Air Force receives one of the six automatic conference berths into the NCAA Division I tournament. You can be sure the Falcons will receive a draw against one of the nation’s elite teams, and Air Force is hopeful of drawing the Colorado Springs regional.

Listen to coach Frank Serratore during the post-game press conference, and you would think he was directly addressing the NCAA tournament seeding committee.

Said Serratore: “We only had three seniors playing tonight in our lineup. We lost [leading scorer] Eric Ehn a long while ago. We had one all-conference player in our lineup, defenseman Greg Flynn. This team went 9-1-2 in their last 12 games, and is unbeaten in their last nine, and in the Atlantic Hockey playoffs outscored their opponents 22-7. … With those numbers, we are a very deserving champion.’’

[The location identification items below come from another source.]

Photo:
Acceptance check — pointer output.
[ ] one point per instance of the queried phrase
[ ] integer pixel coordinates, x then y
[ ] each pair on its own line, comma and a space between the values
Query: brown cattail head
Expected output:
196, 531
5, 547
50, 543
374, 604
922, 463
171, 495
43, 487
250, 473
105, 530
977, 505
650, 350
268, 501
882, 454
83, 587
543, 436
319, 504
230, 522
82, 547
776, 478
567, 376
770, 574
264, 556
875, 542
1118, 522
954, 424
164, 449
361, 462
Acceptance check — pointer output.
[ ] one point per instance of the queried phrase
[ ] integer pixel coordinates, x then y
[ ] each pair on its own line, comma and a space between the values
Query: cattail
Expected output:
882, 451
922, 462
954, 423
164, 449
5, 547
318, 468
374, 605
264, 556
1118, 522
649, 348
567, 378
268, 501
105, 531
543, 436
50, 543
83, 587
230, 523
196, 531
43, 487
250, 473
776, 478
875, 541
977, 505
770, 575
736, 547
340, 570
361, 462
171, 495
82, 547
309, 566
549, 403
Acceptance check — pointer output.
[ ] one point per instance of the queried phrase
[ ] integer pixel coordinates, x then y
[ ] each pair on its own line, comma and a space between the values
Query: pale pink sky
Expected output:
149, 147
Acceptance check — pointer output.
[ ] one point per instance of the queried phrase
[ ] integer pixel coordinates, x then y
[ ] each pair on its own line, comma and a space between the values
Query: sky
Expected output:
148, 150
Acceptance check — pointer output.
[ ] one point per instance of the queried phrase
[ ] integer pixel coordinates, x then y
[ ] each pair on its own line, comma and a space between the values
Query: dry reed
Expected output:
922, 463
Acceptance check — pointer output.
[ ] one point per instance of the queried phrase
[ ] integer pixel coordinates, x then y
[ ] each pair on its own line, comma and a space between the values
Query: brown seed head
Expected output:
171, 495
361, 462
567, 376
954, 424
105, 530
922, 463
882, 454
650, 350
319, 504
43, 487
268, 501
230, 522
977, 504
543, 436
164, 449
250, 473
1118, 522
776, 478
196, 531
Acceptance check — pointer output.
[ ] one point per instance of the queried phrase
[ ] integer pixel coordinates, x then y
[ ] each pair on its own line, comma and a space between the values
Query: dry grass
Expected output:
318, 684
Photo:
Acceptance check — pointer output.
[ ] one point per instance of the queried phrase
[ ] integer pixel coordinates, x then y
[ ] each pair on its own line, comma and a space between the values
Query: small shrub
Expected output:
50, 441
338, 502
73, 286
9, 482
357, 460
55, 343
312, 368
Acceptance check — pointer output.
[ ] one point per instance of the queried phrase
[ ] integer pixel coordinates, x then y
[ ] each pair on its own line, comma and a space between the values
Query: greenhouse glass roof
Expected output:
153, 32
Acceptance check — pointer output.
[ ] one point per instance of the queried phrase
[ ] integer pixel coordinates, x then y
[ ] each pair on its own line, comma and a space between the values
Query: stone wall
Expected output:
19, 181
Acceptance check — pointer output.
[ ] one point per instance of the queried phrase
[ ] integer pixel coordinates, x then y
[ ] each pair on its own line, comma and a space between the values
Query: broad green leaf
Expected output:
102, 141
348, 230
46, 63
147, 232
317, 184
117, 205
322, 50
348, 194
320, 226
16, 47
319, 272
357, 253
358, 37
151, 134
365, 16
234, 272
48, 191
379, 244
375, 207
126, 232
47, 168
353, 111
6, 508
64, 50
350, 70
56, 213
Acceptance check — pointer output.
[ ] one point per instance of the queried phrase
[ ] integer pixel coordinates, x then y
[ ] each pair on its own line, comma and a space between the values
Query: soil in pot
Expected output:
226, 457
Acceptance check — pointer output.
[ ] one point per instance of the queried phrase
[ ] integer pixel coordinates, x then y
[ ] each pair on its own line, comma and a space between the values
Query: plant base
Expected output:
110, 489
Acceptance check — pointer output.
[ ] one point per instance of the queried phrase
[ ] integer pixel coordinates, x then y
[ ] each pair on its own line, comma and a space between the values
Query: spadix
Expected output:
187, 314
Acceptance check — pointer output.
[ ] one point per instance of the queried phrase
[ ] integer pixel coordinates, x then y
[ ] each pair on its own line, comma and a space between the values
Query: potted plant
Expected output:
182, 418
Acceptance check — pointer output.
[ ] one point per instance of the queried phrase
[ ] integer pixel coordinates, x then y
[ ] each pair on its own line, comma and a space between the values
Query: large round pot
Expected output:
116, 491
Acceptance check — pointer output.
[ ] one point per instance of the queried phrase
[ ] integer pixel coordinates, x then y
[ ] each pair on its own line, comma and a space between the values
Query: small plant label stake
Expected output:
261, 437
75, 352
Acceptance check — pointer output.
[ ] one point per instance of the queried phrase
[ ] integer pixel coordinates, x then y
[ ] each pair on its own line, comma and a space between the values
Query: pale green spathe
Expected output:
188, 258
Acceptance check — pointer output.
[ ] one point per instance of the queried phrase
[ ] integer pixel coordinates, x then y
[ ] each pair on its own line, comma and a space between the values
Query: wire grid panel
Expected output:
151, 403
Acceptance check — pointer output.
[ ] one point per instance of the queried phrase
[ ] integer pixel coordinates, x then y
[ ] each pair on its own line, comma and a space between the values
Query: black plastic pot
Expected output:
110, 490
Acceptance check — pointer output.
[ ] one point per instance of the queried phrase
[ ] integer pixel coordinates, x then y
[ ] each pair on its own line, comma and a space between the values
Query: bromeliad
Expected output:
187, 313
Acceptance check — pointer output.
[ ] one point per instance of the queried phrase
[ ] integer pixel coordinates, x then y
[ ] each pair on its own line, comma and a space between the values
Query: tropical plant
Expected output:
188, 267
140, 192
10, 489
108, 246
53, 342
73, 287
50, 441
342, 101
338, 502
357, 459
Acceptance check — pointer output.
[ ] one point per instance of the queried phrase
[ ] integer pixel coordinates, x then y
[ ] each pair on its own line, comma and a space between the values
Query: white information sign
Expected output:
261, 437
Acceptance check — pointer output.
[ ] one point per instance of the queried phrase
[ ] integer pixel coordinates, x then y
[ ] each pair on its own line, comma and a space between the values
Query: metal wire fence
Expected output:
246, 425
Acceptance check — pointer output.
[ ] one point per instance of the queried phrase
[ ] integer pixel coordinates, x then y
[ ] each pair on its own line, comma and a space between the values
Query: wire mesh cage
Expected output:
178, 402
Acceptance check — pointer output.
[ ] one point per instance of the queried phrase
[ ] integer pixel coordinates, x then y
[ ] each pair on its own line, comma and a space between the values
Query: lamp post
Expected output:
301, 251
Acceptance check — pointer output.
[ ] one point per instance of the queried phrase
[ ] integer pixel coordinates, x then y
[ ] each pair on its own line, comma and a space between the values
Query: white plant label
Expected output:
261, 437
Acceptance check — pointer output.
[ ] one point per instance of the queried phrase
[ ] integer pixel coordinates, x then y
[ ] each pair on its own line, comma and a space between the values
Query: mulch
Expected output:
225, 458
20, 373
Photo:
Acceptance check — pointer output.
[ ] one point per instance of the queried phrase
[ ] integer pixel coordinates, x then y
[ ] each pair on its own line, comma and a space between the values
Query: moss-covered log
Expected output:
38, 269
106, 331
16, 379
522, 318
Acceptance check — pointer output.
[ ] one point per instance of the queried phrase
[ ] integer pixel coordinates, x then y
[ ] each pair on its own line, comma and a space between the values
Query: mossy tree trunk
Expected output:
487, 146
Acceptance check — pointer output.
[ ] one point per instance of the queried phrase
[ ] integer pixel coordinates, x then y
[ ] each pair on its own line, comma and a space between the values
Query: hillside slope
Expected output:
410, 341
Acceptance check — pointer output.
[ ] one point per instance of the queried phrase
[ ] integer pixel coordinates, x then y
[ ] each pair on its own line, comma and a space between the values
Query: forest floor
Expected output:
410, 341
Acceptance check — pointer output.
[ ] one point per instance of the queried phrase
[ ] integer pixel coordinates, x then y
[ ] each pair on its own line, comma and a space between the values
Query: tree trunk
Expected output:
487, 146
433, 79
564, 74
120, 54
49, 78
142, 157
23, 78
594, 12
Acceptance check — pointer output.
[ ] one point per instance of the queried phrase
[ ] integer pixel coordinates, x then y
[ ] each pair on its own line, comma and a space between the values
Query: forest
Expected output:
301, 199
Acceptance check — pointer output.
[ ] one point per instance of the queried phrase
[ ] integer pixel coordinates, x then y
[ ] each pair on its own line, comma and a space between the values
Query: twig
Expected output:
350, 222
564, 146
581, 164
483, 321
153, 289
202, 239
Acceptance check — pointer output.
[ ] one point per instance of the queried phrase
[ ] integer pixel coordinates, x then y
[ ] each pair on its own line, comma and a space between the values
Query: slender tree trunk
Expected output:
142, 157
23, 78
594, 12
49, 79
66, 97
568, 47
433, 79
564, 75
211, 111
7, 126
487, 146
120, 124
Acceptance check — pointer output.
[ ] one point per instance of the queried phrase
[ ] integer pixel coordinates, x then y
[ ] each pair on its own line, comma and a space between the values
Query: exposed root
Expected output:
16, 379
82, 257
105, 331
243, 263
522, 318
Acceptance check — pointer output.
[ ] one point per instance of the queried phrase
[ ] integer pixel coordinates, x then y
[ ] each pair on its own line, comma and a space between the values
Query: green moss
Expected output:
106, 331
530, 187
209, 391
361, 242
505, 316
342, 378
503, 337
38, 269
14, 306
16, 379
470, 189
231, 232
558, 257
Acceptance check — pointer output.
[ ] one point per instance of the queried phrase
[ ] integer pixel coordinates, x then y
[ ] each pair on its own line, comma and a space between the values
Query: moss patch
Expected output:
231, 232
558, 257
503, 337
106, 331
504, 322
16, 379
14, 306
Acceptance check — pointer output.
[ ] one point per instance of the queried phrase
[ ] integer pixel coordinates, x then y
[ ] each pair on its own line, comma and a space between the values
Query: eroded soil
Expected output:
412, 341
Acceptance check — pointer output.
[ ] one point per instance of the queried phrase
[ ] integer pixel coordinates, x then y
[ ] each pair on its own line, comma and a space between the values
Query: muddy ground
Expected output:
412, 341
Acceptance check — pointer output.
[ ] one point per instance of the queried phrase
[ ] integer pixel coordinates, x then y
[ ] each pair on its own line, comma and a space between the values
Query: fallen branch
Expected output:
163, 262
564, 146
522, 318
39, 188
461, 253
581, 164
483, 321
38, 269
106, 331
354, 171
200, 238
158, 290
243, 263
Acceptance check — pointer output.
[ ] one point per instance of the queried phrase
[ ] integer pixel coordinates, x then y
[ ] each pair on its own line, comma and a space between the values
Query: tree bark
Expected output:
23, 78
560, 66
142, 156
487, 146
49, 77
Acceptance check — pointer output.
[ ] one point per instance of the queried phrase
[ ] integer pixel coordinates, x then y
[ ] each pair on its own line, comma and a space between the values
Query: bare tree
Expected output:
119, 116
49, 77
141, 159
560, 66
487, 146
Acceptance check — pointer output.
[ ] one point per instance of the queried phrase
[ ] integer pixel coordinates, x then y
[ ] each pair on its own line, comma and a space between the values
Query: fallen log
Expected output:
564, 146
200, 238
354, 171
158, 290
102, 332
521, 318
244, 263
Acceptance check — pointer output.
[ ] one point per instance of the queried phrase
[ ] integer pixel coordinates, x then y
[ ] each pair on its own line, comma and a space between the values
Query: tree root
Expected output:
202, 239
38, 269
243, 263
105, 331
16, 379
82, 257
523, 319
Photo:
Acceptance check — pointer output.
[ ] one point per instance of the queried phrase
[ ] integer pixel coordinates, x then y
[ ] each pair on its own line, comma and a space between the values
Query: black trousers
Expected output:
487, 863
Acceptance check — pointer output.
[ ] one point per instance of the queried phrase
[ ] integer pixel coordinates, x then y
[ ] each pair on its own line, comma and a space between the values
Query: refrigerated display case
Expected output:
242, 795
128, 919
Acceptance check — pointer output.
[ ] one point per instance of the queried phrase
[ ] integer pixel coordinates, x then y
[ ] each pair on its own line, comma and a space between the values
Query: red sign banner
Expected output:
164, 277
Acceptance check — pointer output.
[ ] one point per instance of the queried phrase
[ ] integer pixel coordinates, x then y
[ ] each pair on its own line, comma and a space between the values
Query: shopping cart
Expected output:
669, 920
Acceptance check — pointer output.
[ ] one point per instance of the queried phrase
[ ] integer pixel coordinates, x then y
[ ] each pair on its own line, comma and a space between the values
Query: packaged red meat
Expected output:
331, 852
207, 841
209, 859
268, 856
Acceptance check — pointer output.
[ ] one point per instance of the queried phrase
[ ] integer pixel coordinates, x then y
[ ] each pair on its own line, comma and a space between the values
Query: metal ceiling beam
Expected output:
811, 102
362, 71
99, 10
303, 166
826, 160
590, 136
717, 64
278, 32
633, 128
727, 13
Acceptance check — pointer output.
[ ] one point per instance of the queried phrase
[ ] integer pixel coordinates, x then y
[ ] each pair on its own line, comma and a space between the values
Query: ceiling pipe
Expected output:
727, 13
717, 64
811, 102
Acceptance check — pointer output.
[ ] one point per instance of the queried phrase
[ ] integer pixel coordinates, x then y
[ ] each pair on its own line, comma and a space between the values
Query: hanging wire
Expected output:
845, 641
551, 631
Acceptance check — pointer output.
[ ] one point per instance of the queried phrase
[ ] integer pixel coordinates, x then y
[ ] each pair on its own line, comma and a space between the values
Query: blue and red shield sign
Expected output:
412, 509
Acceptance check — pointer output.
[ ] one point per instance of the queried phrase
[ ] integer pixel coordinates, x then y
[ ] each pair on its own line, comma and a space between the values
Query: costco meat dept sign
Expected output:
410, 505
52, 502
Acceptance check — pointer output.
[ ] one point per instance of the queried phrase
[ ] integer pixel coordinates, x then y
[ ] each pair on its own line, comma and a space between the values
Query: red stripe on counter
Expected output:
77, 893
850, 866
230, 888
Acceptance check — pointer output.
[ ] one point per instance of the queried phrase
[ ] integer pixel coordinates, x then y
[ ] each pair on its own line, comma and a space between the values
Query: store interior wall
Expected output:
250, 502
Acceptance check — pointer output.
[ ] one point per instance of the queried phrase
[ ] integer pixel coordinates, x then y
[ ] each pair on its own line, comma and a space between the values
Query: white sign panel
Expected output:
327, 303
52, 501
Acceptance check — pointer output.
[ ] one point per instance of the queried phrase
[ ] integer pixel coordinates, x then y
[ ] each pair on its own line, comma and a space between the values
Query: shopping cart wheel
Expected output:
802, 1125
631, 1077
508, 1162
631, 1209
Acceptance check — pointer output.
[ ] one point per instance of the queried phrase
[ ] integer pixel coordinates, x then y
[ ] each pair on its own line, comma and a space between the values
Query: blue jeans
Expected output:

Atlantic Hockey’s champions have performed well at the NCAA championships. Mercyhurst was tipped by Boston College, 5-4, in a 2005 East Regional. Holy Cross earned the league’s first NCAA victory in 2006 when the Crusaders upset Minnesota and then battled tough in a second-round loss to North Dakota. Last year, Air Force held a 3-1 lead on Minnesota with under nine minutes to play in the NCAA West Regional in Denver before the Gophers rallied for a 4-3 victory.